Слёзы подступают резко. Даже не от обиды. От усталости. От того, что это всё – моя реальность, мой бывший, мой ребёнок, мои решения. И никакой Таранов не вытянет меня за волосы из болота, если я сама туда прыгнула. И как выбраться – пока не представляю.

– Я домой, к дочери. Надеюсь, органы опеки не заберут ее в три ночи.

– Никто её не заберёт. Приедут с проверкой. А потом вызовут тебя для дачи показаний, чтобы отчитаться перед руководством об отработанном заявлении.

– Он же сказал – обращение.

– Заявление там. Постарайся как-то сфотографировать. Если, конечно, дадут тебе его в руки. Завтра можешь взять выходной. Я, как с судами закончу, наберу. Или подъеду. Определимся. Вообще, я могу отвезти.

– На такси поеду. Тут недалеко.

Руки дрожат, голова кружится от обилия информации, а внутри… Будто кто-то накидал гнилой и сырой земли. Не могу поверить, что Толя опустился до подобного.

Таксист приезжает быстро. Влад провожает меня, сажает в машину, обещает быть на связи, дает краткие инструкции, как себя вести, что говорить, о чем молчать. Не уверена, что всё запомню, но выбор как бы и невелик.

У Лены в квартире темно и тихо. Она в халате, глаза щурит – явно только проснулась. Я пролетаю мимо неё, сразу в детскую. Алиса спит, ничего не подозревая, что сейчас происходит, ничего не боится. И правильно. Бояться должна я. И мне дурно уже от поступков Толи. Разве так себя ведут адекватные люди?

Быстро смыв макияж, переодеваюсь и иду к Лене. Она уже на кухне, наливает воду в чайник.

– Что случилось? – громко зевает. – Ты толком ничего не объяснила, почему приедет полиция? Ты что-то сделала?
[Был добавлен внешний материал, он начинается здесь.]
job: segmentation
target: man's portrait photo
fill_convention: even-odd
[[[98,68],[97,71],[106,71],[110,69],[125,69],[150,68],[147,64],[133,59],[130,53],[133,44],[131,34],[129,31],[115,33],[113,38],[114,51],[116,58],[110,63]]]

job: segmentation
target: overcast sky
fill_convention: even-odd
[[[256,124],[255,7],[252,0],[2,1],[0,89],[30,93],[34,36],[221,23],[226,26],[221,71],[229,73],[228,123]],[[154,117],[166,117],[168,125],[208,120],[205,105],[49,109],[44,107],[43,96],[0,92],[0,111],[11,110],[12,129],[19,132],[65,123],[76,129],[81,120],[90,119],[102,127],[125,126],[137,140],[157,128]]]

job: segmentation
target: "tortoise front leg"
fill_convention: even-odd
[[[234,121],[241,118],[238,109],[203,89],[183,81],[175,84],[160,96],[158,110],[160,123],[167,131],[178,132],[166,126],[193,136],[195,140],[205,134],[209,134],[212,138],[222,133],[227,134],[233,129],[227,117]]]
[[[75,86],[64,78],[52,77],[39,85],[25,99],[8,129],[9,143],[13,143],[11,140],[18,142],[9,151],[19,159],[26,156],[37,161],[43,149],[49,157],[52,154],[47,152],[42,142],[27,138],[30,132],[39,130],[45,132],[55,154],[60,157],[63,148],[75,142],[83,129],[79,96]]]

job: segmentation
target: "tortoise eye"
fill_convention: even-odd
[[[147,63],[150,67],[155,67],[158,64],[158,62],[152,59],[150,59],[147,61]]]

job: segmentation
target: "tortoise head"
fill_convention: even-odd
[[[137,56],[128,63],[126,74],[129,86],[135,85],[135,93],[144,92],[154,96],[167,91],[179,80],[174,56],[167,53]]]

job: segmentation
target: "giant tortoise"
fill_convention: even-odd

– Толя написал на меня заявление. Что я, якобы, бухая ушла и оставила Алису одну. Сказали – приедут проверить ребёнка.

Лена резко поворачивается ко мне:

– Он совсем охренел? Я с ней была всё время. Он что, вообще мозгами тронулся? Мне кажется, его в дурку уже пора определить…

– Да, – киваю. Смотрю на руки. Дрожат. Какой-то непрекращающийся кошмар.

– Пусть приходят, – говорит Лена. – Мы дома. Ты трезвая. Алиса спит. Свидетель у тебя есть – я. Им здесь не к чему прицепиться.

Я молчу. Голова по-прежнему гудит. Чувство, будто на тебя смотрят через лупу, в которой видны не только поры на лице, но и все ошибки за последние пару лет. Хотя их и не было особо. Лишь та ночь в купе, которую я ошибкой не считаю. Скорее наоборот.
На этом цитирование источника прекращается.